Batch processing of colon tissue from chickens did not affect the median number of operational taxonomic units (OTUs) obtained from 16S rRNA amplicon sequencing
Following euthanasia of chickens at various time-points colon samples were aseptically sampled at post-mortem examination, homogenised and the microbial DNA extracted. The bacterial DNA was processed to give 16S rRNA amplicons and subjected to Illumina Miseq sequencing. We performed a pre-processing and quality check on the raw reads obtained from the Illumina Miseq platform, which removed about 20% of the sequences. All sequences were then normalized to 62,000 sequences per sample resulting in a total number of 4,094,860 OTUs with a median of 119,082.000 OTUs per sample in Experiment 1 (Batch 1), 5,970,048 of OTUs with a median of 156,783 OTUs per sample in H9N2 infected groups (Batch 2) and 8,313,621 of OTUs with a median of 173,833.5 per sample in control groups in Experiment 2 (Batch 3) (Additional file 1: Fig. S3). This raw data was then used in our described pipelines (“Material and methods” section) to analyse changes in the biodiversity of the chicken colon microbiota following H9N2 infection and whether chicken breed impacted these changes.

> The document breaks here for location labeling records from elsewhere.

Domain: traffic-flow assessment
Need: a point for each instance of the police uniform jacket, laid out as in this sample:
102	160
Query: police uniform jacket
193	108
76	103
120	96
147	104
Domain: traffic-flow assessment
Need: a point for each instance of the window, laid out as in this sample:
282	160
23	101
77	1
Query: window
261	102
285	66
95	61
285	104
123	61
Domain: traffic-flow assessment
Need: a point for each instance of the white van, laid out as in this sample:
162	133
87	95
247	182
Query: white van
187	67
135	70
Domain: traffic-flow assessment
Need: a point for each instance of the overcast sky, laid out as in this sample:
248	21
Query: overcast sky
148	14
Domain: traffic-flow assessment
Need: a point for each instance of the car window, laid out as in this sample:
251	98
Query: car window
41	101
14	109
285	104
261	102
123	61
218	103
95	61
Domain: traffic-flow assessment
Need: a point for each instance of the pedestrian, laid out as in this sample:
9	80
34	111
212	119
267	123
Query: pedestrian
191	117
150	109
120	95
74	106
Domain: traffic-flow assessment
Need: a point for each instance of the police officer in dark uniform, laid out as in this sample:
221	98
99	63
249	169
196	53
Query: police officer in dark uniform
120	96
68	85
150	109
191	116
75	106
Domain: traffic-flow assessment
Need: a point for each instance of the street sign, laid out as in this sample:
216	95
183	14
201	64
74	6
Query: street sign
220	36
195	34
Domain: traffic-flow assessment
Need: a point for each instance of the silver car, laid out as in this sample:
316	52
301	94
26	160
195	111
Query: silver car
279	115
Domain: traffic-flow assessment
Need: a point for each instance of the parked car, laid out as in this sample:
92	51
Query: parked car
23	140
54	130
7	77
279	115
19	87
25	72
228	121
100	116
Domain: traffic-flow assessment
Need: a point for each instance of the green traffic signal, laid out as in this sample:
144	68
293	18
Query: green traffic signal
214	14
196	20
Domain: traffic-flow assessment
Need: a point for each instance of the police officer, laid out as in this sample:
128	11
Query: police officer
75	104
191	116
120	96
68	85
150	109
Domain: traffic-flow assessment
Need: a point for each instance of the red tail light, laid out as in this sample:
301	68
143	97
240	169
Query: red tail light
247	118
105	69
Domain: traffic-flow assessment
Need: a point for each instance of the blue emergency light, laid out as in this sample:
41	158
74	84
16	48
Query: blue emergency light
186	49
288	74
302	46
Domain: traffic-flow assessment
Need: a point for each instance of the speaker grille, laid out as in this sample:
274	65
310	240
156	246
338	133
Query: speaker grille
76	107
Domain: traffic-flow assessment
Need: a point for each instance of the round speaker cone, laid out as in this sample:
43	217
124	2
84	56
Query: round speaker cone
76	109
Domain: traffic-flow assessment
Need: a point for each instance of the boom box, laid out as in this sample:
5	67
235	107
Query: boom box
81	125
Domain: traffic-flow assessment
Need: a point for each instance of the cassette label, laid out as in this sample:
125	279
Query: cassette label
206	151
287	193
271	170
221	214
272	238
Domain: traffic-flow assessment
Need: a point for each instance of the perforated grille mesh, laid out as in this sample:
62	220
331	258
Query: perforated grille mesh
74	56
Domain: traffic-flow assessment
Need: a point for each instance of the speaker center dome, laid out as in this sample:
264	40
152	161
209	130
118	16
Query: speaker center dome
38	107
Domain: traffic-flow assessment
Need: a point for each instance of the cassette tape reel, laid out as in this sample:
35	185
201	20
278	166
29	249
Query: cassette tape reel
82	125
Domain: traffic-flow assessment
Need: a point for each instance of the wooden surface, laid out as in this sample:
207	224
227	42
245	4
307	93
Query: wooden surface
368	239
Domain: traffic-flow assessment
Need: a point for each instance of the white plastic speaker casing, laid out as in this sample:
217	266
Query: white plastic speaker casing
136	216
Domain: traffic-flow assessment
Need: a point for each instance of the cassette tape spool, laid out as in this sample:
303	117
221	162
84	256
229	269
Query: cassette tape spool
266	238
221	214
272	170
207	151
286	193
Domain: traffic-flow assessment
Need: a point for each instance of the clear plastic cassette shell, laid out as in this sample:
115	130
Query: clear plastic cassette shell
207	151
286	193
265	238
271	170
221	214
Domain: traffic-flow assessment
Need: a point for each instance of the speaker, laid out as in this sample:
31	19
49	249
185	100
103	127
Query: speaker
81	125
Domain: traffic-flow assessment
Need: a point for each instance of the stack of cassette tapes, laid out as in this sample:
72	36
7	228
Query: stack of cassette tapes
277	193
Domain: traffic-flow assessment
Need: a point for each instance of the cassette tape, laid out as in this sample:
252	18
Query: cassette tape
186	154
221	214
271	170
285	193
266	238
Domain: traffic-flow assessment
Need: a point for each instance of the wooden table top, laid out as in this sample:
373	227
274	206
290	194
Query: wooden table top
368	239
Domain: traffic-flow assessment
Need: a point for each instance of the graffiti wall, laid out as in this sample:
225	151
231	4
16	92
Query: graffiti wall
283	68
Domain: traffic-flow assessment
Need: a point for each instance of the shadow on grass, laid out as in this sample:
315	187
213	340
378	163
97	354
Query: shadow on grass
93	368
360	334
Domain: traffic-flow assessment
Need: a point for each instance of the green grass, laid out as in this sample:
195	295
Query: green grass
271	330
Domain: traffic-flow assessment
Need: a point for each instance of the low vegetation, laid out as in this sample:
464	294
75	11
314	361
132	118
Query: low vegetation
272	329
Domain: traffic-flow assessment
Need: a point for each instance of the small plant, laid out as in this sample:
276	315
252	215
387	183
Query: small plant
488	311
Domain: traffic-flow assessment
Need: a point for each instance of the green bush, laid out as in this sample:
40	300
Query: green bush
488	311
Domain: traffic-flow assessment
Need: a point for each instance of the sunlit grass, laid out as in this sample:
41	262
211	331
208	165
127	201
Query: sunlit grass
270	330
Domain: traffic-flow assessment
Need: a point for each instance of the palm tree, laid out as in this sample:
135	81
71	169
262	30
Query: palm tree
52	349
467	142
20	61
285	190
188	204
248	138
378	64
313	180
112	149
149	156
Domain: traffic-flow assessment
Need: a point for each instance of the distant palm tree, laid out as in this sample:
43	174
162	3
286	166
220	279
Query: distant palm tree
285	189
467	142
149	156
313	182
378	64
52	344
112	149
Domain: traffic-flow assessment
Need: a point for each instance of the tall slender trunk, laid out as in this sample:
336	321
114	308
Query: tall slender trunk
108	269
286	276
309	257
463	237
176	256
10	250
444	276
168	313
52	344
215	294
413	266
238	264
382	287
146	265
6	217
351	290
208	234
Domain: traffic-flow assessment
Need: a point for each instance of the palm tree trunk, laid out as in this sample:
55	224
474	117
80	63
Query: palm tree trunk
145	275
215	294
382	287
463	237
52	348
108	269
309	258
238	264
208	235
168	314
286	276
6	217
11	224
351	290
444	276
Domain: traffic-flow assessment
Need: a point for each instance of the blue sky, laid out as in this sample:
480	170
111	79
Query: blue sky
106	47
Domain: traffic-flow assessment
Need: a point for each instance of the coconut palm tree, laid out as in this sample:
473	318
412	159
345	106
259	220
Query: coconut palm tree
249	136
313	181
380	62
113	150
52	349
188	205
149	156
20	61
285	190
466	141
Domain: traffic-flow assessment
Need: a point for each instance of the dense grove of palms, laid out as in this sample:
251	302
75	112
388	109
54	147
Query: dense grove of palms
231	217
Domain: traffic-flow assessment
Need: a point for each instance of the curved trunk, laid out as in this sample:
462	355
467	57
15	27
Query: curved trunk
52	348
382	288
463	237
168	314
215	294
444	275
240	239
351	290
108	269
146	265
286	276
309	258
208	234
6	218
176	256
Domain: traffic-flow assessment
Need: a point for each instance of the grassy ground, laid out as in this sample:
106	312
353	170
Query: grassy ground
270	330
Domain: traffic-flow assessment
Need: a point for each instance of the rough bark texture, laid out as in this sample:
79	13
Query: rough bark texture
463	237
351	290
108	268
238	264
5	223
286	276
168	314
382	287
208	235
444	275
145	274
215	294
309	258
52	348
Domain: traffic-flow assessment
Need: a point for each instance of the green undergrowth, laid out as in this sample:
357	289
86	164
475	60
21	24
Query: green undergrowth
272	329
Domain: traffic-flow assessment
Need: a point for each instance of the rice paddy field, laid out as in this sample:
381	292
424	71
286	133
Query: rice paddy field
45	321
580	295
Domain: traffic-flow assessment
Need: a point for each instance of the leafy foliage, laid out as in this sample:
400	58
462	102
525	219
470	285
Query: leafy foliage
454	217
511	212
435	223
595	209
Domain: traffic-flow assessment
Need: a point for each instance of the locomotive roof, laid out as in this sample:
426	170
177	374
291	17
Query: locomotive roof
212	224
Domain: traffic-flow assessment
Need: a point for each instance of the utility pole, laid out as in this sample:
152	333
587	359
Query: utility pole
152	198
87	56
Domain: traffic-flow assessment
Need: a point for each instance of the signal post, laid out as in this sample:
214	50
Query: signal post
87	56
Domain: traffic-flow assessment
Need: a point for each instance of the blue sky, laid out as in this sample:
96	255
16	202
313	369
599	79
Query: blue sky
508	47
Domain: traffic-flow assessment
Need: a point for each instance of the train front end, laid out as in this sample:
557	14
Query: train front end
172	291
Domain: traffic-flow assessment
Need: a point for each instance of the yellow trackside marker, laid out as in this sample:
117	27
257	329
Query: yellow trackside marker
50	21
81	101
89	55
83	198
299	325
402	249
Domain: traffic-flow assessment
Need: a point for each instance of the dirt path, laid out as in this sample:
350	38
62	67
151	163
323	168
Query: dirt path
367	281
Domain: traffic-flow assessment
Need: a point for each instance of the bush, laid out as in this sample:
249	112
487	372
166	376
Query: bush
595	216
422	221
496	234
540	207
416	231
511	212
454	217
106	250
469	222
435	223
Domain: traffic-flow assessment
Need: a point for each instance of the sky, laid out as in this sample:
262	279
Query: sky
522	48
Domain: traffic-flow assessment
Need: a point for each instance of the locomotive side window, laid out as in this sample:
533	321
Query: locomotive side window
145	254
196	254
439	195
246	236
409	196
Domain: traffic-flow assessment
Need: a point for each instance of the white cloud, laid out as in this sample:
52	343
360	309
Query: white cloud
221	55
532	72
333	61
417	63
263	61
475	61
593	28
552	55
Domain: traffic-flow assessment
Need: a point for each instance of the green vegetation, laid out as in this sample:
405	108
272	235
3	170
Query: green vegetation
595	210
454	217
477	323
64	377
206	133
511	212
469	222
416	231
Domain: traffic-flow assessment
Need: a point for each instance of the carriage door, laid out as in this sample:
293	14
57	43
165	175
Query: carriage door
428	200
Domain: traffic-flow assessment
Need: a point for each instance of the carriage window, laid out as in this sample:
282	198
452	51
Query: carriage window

Microbiota alpha diversity indices increased over time in healthy chicken colon
A temporal change in diversity measure, number of OTUs, phylogenetic diversity and Shannon diversity, were observed in control groups in both experiments (Figs. 2 and 3 and Additional file 1: Fig. S4). When RIR and VALO chicken colon microbiota composition was analysed weekly (Experiment 2), we identified that statistically significant changes in alpha diversity indices in control groups occur in the time frame of 14 days, especially between day 7 and day 21 of age, suggesting that a 2 weeks’ period was required to see significant maturity changes in healthy colon microbiota (Additional file 2: Table S1). Kruskal Wallis statistical testing showed a statistically significant temporal changes in number of OTUs (the number of bacterial species detected in a sample, species richness) between day 7 and day 21, day 7 and day 28 and day 7 and 32 of age in RIR chickens and between day 7 and day 21, day 7 and day 28 of age in VALO chickens (Additional file 2: Table S1). Similarly, phylogenetic significant changes were seen between day 7 and day 21, day 7 and day 28 and day 7 and 32 of age and day 14 and day 28 in RIR chickens And for VALO chicken between day 7 and day 21 of age (Additional file 2: Table S1). Shannon index, a measure of species distribution in a sample, significantly increased between day 7 and day 21 of age in both chicken breeds suggesting a more even community evolves over time (Additional file 2: Table S1). Spearman correlation coefficient (rs) between time and number of detected OTUs was 0.5968 (p < 0.0001) and time and phylogenetic diversity was 0.6544 (p < 0.0001) in control RIR and VALO groups.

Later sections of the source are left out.